He’s unresponsive, and seems lost in his thoughts. She advises him to snap out of it, but he can’t. As he is being led away, he says that “To know my deed, ’twere best not know myself” (2.2.70). He means that if he fully understands what he has done, he will see what a monster he has become, and he doesn’t want to know that monster. At the very last, as we hear the knocking again, Macbeth wishes none of it had ever happened, and he calls out “Wake Duncan with thy knocking! I would thou couldst!” (2.2.71).

Summary of Act 2, Scene 3: The Porter pretends that he is hell’s gatekeeper, then lets in Macduff and Lennox. . . . Macduff discovers King Duncan’s body. . . . Macbeth, in pretended fury, kills the King’s grooms. . . . Malcolm and Donalbain, fearing that they will be murdered next, flee.

+ Enter a Porter.

Porter: “Here’s a knocking indeed!” (2.3.1).
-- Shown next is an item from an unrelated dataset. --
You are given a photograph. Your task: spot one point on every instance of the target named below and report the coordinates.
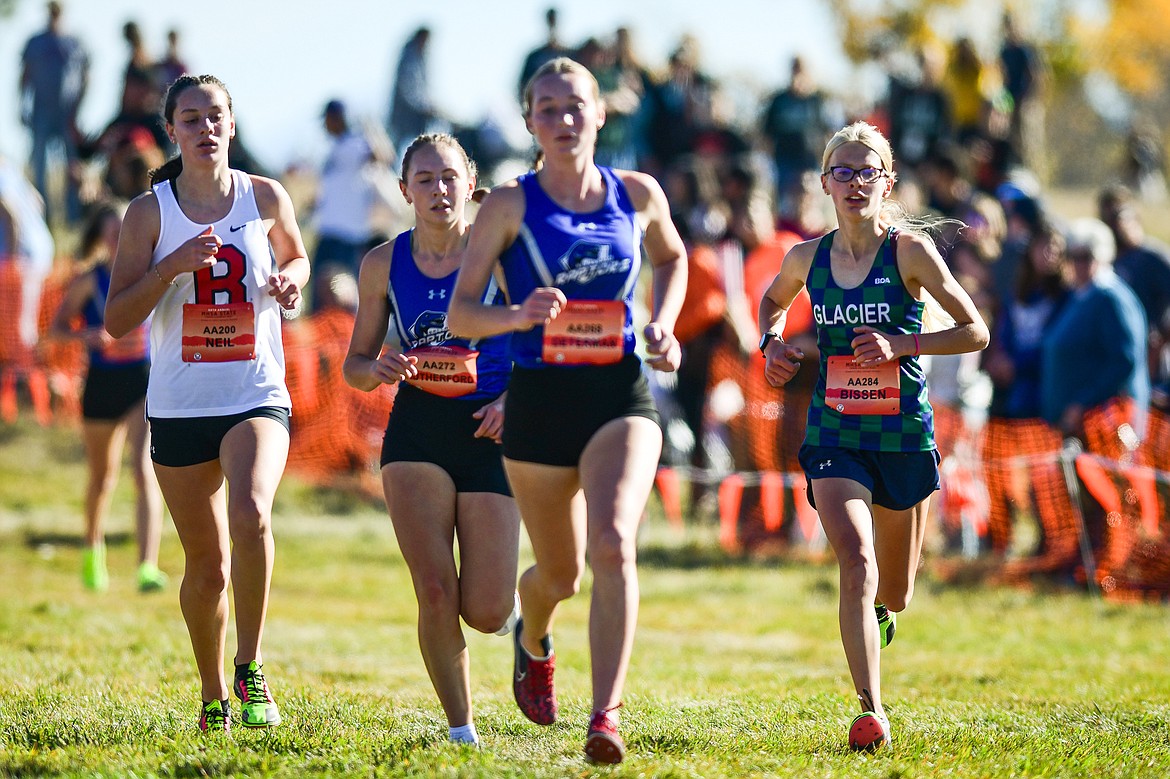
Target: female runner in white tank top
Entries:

+ Enter Macduff and Lennox.

Macduff: “Was it so late, friend, ere you went to bed, that you do lie so late?” (2.3.22-23).

+ Enter Macbeth.

Macduff: “Is the king stirring, worthy thane?” (2.3.45).

+ Enter Lady Macbeth.

Lady Macbeth: “Woe, alas! / What, in our house?” (2.3.87-88).

+ Enter Malcolm and Donalbain.

Macduff: “Your royal father ’s murder’d” (2.3.100).

Enter a Porter:

In the previous scene, we heard a repeated knocking.

(You might be interested in reading Thomas DeQuincey’s famous comments on the significance of the knocking, in his essay, “On the Knocking at the Gate in Macbeth.”)

The knocking frightened Macbeth and made Lady Macbeth hurry to cover up their crime. She led Macbeth away to change into nightclothes and to wash King Duncan’s blood off his hands.

The knocking continues, louder and more impatient, and now we see a Porter coming to the gate, but he doesn’t seem to be in much of a hurry. Perhaps that’s because he is — as Lady Macbeth was at the opening of the previous scene — still a little drunk. It occurs to him that if he were the gatekeeper of hell, he’d have plenty of opportunities to turn the key. He says, “Here’s a knocking indeed! If a man were porter of hell-gate, he should have old turning the key” (2.3.1-3). Then, instead of turning the key and opening the gate, he describes some people he might welcome to hell.

First there is a farmer who hanged himself “on the expectation of plenty” (2.3.6). Because everyone was going to have plenty of food, the farmer’s prices were going to go down, and he couldn’t stand it. Next, there is an equivocator, the kind of person who thinks it’s not a sin to tell a lie, if what he says is somehow true. (Later in the play, the witches equivocate with Macbeth when they tell him that he cannot be killed by man “of woman born.” That sounds like it means that Macbeth cannot be killed by any man, but he is killed by Macduff, who wasn’t “born,” but from his mother’s womb “untimely ripped.”) After the equivocator is let into hell, there’s an English tailor who steals cloth by making his customer’s pants smaller than he should. Finally, the Porter just gets tired of himself and opens the gate.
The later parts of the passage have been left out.